A bite in the night
Fifty-one-year-old Wellington delivery man Malcolm Fraser lived a fairly ordinary life, but one small native New Zealand spider gave him 15 minutes of fame – in death.
On February 5, 1891, Fraser became one of only a handful of recorded cases of fatal katipō spider bites.
Fraser immigrated to Wellington from Edinburgh, Scotland in 1880 with his wife and children. He lived in Tasman Street, Mt Cook and worked as an expressman – a person responsible for packaging and delivering goods.
In January 1891 he attended a two-day Wellington Racing Club event at Hutt Park. He slept overnight in a tent at the racecourse and awoke on January 24 to see the spider inflicting a painful bite to his right forearm.
Fraser returned home and spent an agonising night in his bed. On January 26, with his condition worsening, he consulted Dr McCarthy, who found the arm much inflamed. The doctor, noting his patient appeared to be suffering from blood poisoning, prescribed a Turkish bath to sweat the poison out. Despite the treatment, Fraser’s condition continued to deteriorate and on January 29 he was admitted to hospital, where he died seven days later.
A postmortem was performed by Wellington Hospital’s medical superintendent, John Ewart, which revealed Fraser was not a well man before the bite. Dr Ewart told the inquest he did not believe it would have proved fatal to Fraser if his liver and blood had not been in such poor condition due to the habitual use of alcoholic spirits.
Fraser’s wife Elizabeth and their children were left destitute following his death and the Evening Post newspaper began a subscription for their support. The newspaper reported that Fraser, who was the family’s breadwinner, had not worked since the nationwide maritime workers strike which ended in November 1890.
While a bite from a katipō spider is an excruciatingly painful experience, the little spiders have a lot more to fear from humans than we do from them.

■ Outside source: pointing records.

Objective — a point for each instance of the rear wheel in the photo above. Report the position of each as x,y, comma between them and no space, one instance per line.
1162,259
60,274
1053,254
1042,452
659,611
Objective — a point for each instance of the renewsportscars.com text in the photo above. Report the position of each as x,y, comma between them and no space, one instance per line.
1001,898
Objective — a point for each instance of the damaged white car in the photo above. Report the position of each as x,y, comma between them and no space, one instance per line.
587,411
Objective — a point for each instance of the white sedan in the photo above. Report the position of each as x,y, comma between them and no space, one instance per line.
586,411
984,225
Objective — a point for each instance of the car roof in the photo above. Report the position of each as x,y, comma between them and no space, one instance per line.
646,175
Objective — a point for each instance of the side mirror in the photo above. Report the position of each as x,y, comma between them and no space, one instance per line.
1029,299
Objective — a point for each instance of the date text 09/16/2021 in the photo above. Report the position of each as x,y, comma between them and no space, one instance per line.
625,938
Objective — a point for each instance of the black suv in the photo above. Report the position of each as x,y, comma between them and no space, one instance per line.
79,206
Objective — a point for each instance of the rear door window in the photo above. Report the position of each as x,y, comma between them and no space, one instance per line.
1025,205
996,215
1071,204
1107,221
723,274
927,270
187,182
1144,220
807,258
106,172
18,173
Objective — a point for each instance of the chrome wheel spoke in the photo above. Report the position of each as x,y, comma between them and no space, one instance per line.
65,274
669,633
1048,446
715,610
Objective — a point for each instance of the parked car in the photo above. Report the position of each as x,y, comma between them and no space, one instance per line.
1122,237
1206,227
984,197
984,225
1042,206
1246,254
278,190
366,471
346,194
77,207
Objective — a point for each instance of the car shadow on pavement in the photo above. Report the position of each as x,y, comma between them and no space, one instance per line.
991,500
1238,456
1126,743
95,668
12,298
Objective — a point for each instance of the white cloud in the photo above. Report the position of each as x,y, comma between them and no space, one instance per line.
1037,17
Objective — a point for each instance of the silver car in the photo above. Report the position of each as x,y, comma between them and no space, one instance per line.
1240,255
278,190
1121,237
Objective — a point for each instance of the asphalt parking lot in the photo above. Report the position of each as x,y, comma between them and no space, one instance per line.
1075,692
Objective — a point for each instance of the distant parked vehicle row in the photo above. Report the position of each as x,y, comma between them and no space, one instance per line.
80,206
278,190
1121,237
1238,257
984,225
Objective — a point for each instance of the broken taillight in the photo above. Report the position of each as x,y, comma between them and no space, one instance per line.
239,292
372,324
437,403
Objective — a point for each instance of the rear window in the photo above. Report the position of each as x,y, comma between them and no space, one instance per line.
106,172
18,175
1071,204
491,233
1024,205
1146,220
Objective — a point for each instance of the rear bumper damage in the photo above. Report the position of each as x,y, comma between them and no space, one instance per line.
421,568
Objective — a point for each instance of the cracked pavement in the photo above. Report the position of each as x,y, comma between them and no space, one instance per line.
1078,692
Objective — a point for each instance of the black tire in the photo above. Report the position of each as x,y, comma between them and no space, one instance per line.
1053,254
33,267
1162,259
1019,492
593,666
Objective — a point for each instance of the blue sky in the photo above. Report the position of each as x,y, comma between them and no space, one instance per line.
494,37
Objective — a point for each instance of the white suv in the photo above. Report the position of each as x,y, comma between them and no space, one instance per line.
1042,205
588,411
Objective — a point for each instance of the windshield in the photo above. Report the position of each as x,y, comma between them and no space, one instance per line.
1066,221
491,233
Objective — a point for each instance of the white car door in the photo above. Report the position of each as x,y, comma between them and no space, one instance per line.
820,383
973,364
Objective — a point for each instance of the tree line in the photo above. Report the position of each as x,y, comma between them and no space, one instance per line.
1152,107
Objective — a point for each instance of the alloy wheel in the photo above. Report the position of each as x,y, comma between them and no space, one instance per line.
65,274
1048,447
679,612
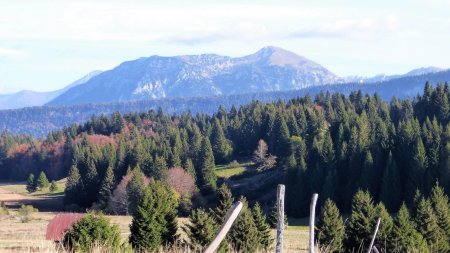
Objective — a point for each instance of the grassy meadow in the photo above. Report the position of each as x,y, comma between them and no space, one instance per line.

Spider expert, Lincoln University’s Dr Cor Vink, told GI that New Zealand’s katipō population is in steep decline. Katipō live only in coastal sand dunes and much of this habitat has been lost or modified since European settlement. Katipō also face competition from the fast-breeding invading South African spider Steatoda capensis, commonly known as the false katipō, black cobweb spider, brown house spider or cupboard spider, which has become widespread throughout New Zealand, as well as in sand dunes. The introduced Australian red back spider, which is related to the katipō, is also a threat as male red backs and female katipō can breed and produce viable offspring.
According to Dr Vink, one thing we can do to help keep katipō safe is not to take driftwood from beaches as this is one place the little spiders make their nests. Trail bike riding and four-wheel driving on dunes is also harmful to the spiders and their habitat.
If you are unlucky enough to be bitten, ice and painkillers should be enough to get you through. For serious cases, an antivenom is available
Records of fatal katipō bites are sketchy. There are reports of some fatalities among Māori pre-European settlement. In fact, the Māori name katipō translates as ‘night stinger’.
Seven cases of fatal bites were recorded in New Zealand newspapers pre-1950, but it appears only Fraser’s death, which was attributed to erysipelas consequent on the bite of a katipō spider, was confirmed by a postmortem and inquest. Fraser is buried in Bolton Cemetery in Wellington.